Di kerajaan Majapahit, perkawinan antar kasta diatur secara ketat. Padahal, larangan tersebut tertuang dalam UU Kutara Manawa yang bisa berujung pada hukuman mati bagi seorang laki-laki. Menurut kaidah ini, perkawinan yang ideal adalah perkawinan antara seorang laki-laki dan seorang perempuan yang mempunyai kedudukan yang sama.
Perkawinan warna menjamin kelangsungan warna karena tidak menyebabkan keburaman dan kerlipan. Gangguan tersebut terutama disebabkan oleh perkawinan antar kasta, khususnya perkawinan Pratiloma atau perkawinan antar kasta dalam istilah Sansekerta.

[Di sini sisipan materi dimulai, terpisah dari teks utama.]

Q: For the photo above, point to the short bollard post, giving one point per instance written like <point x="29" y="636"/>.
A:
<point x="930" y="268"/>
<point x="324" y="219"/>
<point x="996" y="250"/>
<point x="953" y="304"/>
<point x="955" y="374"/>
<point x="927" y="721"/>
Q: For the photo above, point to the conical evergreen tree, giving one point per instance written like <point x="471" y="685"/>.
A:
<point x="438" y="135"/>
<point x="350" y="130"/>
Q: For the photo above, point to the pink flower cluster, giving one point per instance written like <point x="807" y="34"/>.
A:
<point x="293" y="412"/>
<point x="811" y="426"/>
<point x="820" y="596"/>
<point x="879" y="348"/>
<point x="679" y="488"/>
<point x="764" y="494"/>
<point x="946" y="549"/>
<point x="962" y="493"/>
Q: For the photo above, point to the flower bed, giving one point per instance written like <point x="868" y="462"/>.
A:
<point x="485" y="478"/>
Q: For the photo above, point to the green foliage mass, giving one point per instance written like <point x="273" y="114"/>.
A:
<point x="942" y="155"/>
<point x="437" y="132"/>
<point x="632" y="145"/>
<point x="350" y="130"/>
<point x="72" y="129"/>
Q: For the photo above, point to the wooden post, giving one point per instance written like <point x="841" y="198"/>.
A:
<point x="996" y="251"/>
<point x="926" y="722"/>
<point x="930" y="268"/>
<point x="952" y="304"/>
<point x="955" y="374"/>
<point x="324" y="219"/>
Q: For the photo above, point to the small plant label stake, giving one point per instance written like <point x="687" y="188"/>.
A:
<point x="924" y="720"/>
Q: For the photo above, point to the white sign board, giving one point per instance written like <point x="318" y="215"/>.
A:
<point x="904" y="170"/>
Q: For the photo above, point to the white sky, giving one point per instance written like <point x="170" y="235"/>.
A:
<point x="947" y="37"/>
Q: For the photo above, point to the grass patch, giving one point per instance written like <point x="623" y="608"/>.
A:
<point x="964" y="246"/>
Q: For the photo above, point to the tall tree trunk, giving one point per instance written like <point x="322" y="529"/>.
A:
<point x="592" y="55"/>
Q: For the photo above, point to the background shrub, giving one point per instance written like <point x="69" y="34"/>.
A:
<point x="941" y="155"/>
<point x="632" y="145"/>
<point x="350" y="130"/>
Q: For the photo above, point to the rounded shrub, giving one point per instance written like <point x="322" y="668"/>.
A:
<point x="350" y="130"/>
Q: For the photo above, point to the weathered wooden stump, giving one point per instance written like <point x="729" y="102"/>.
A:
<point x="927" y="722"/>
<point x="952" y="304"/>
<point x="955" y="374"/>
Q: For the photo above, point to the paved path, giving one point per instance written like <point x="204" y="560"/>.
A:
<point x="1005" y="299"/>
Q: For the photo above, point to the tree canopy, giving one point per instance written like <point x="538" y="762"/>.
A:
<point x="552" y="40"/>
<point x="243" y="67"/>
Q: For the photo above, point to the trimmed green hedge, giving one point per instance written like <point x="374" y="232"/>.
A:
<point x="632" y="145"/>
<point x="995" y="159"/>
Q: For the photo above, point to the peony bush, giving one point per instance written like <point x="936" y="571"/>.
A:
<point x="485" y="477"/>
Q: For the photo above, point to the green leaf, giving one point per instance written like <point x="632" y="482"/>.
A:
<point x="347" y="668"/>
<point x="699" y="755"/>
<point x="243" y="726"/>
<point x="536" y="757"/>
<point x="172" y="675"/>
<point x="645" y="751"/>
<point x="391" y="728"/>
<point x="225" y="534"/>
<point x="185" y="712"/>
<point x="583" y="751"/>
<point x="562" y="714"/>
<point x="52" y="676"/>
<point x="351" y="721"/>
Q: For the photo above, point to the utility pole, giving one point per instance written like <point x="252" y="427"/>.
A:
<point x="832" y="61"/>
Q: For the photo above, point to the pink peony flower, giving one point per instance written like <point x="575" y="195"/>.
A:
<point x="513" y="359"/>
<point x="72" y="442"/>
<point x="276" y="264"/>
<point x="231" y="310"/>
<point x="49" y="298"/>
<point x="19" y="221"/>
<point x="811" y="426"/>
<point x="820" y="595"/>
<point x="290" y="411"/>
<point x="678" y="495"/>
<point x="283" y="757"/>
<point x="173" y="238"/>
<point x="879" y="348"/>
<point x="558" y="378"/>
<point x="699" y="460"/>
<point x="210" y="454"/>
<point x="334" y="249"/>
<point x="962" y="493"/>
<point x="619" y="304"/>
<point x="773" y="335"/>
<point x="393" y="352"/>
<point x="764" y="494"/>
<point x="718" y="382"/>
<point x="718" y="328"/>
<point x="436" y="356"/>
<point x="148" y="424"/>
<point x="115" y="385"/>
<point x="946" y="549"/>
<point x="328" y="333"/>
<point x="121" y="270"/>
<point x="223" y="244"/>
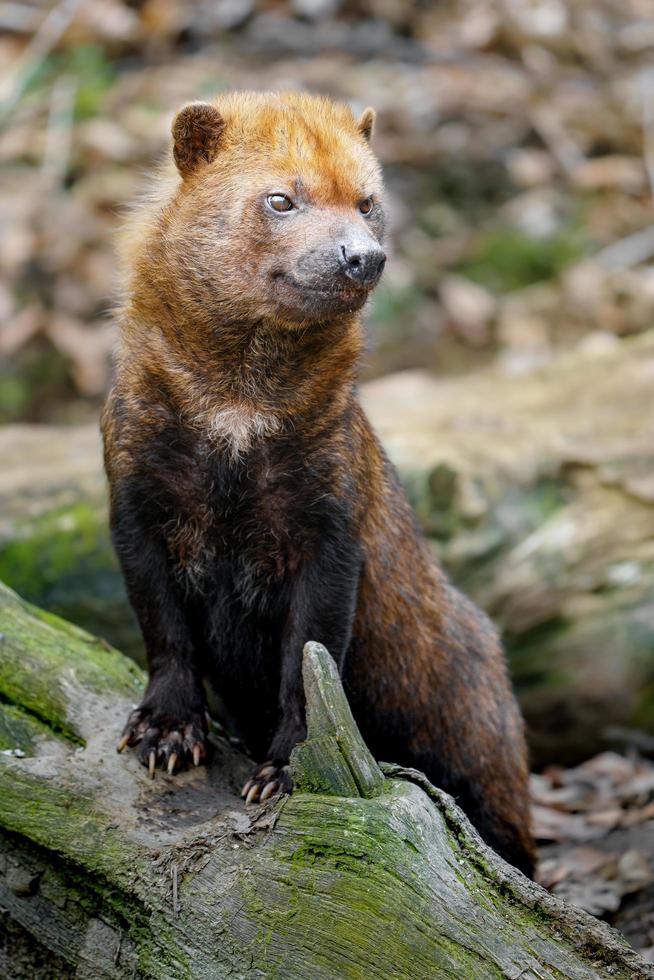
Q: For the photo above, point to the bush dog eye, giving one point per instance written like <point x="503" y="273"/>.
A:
<point x="279" y="202"/>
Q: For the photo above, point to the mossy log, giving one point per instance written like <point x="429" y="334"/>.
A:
<point x="359" y="873"/>
<point x="536" y="491"/>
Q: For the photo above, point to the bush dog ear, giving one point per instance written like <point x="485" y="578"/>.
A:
<point x="366" y="123"/>
<point x="197" y="129"/>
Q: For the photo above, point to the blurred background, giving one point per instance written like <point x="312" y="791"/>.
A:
<point x="510" y="365"/>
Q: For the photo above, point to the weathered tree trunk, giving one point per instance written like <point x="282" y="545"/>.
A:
<point x="537" y="492"/>
<point x="106" y="874"/>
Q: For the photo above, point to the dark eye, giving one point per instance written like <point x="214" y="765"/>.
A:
<point x="279" y="202"/>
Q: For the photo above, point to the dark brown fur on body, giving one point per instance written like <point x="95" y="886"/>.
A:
<point x="252" y="506"/>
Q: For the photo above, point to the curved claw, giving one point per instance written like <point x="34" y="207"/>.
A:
<point x="269" y="789"/>
<point x="252" y="795"/>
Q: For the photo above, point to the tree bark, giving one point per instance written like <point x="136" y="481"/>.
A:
<point x="359" y="873"/>
<point x="536" y="492"/>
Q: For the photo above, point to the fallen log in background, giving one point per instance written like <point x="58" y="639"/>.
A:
<point x="536" y="491"/>
<point x="104" y="873"/>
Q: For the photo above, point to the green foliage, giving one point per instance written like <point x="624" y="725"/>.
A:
<point x="507" y="259"/>
<point x="90" y="65"/>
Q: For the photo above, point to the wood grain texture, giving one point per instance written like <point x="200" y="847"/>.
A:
<point x="105" y="874"/>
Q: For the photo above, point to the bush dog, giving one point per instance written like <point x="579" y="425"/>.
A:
<point x="252" y="506"/>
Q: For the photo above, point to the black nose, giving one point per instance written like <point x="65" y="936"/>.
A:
<point x="363" y="263"/>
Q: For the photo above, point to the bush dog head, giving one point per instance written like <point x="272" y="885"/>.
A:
<point x="278" y="213"/>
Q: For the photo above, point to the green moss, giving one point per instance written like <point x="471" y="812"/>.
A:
<point x="63" y="561"/>
<point x="41" y="656"/>
<point x="20" y="730"/>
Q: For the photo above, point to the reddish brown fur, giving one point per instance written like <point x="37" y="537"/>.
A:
<point x="213" y="345"/>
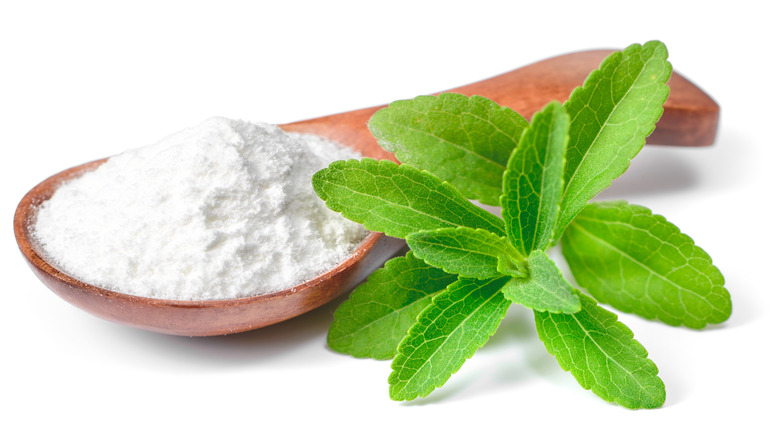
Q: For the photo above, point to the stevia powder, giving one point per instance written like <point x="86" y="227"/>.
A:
<point x="218" y="211"/>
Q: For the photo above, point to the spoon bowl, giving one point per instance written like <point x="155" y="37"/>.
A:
<point x="690" y="119"/>
<point x="192" y="318"/>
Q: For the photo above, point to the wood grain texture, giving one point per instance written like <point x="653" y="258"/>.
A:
<point x="690" y="116"/>
<point x="192" y="318"/>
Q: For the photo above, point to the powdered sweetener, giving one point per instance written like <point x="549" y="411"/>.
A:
<point x="218" y="211"/>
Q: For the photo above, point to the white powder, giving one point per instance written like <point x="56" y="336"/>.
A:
<point x="222" y="210"/>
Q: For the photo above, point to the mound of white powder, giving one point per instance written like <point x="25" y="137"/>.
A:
<point x="221" y="210"/>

Pada masa kerajaan Majapahit, pernikahan Pratiloma tidak dilarang, namun tidak dianjurkan. Dalam perkawinan Pratiloma ini diperlukan persetujuan orang tua pihak perempuan yang disebut Javi Capete, seperti dikutip sejarawan Prof. Slamet Muljana.
Polisi Kutara Manawa mengatakan, jika bayi tersebut diperuntukkan bagi anak perempuan dari keluarga yang melahirkan, maka yang memintanya tidak boleh didenda. Namun jika ada seorang hamba yang tidak mempunyai keturunan, maka seorang gadis yang tinggi menunggunya untuk mencegahnya, dan gadis itu dipisahkan dari yang didoakannya.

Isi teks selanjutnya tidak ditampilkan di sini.